Il tema della formazione continua sul lavoro riguarda la seconda proposta di legge. Il livello di “disallineamento” tra domanda e offerta di lavoro nel nostro Paese è particolarmente alto e riguarda la difficoltà a fornire quella specializzazione necessaria ai manager delle imprese per poter guidare i processi di cambiamento in atto. Ad esempio, negli Stati Uniti è comune il fatto che giovani laureati avviati a carriere apicali nei primi anni lavoro frequentino di sera e nei fine settimane master e dottorati in università finanziati dalle stesse imprese. In Italia questo investimento in capitale umano non è in alcun modo incentivato. Anche se è ormai dimostrato che il salto di produttività non dipende solo dalle attrezzature, ma dalla qualità della formazione dei lavoratori, le imprese possono giustamente ammortizzare la nuova tecnologia (vedi legge Calenda), ma non possono fare altrettanto se mandano a studiare i loro giovani lavoratori.

L’obiettivo della seconda proposta di legge dell’Intergruppo è quindi quella di dare la possibilità alle imprese di formare i dipendenti con qualifiche di alto livello attraverso master e percorsi di specializzazione e perfezionamento, in Italia e all’estero. I soggetti titolari di reddito di impresa, indipendentemente dalla forma giuridica, dalla dimensione aziendale e dal settore economico in cui operano, che effettuano spese in attività di formazione professionale di alto livello, potranno godere di agevolazioni fiscali. Le attività di formazione interessate sono quelle legate allo sviluppo di nuove tecnologie e all’approfondimento delle conoscenze delle tecnologie previste dal Piano nazionale industria 4.0. Tra queste: big data e analisi dei dati, cloud e fog computing, sicurezza cibernetica, sistemi cyber-fisici, prototipazione rapida, sistemi di visualizzazione e realtà aumentata, robotica avanzata e collaborativa, interfaccia uomo macchina, manifattura additiva, internet delle cose e delle macchine e integrazione digitale dei processi aziendali. L’aspetto qualificante della proposta di legge è che le imprese potranno accedere al beneficio in maniera automatica in fase di redazione del bilancio e tramite autocertificazione.

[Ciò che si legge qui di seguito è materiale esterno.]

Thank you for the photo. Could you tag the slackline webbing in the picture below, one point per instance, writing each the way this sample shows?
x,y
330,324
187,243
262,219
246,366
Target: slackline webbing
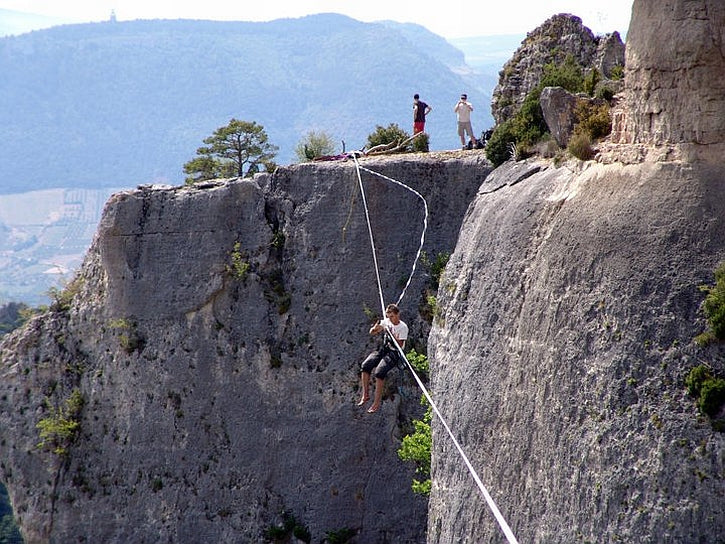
x,y
489,500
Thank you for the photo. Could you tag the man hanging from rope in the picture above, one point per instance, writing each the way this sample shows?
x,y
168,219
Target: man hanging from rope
x,y
384,359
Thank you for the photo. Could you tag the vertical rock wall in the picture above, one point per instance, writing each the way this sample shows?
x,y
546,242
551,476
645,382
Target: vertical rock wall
x,y
214,399
570,306
675,75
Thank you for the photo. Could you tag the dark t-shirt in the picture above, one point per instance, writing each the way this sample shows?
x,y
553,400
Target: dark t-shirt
x,y
419,115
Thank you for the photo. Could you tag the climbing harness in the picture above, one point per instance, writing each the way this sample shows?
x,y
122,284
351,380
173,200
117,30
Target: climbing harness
x,y
489,500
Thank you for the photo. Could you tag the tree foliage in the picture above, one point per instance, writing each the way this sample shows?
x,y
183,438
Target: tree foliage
x,y
387,135
528,126
9,533
416,447
235,150
12,315
315,144
60,428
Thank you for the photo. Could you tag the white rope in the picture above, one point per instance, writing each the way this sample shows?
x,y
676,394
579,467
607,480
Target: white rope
x,y
370,232
489,500
422,234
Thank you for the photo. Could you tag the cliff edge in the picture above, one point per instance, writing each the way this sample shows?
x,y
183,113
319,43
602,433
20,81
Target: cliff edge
x,y
569,309
213,340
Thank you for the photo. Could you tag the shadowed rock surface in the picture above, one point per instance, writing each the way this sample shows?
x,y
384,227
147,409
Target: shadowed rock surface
x,y
215,401
567,314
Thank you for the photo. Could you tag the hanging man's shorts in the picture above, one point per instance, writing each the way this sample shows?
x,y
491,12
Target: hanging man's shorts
x,y
380,362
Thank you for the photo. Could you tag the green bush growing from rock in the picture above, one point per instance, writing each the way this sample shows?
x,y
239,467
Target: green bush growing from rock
x,y
714,304
709,390
416,447
580,145
387,135
61,427
528,126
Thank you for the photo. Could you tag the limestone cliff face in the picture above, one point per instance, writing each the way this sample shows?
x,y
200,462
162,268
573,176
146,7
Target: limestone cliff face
x,y
569,310
674,89
216,400
558,38
570,307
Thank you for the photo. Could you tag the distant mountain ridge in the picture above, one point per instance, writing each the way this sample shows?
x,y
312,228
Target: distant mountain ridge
x,y
123,103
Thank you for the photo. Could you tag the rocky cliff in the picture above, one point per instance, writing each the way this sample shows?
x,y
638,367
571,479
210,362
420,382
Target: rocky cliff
x,y
215,335
569,309
559,38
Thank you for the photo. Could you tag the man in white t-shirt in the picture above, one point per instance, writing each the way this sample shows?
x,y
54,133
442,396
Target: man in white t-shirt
x,y
381,361
463,111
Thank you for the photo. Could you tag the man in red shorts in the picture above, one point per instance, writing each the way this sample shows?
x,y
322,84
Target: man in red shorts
x,y
420,110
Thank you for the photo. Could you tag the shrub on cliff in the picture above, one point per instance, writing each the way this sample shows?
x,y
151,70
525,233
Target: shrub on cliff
x,y
528,126
314,144
235,150
392,134
714,308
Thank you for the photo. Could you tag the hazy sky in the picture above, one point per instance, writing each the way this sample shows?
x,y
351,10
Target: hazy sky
x,y
469,18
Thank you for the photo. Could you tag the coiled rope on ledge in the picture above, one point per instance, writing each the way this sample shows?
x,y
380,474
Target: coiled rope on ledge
x,y
489,500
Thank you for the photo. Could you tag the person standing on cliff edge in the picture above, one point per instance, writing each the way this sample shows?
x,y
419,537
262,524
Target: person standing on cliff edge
x,y
420,110
463,110
384,359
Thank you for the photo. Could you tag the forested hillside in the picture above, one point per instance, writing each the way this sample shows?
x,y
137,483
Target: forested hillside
x,y
123,103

Non servirà certamente solo questo provvedimento a contrastare il “mismatch” tra domanda e offerta di lavoro, ma certamente l’esempio virtuoso può esser l’inizio di un’inversione di tendenza. Per i Paesi sviluppati la conoscenza vale per il Pil quanto e più che le infrastrutture: occorre cominciare ad accorgersene per non rimanere una volta di più al palo nonostante tutti i Pnrr del mondo.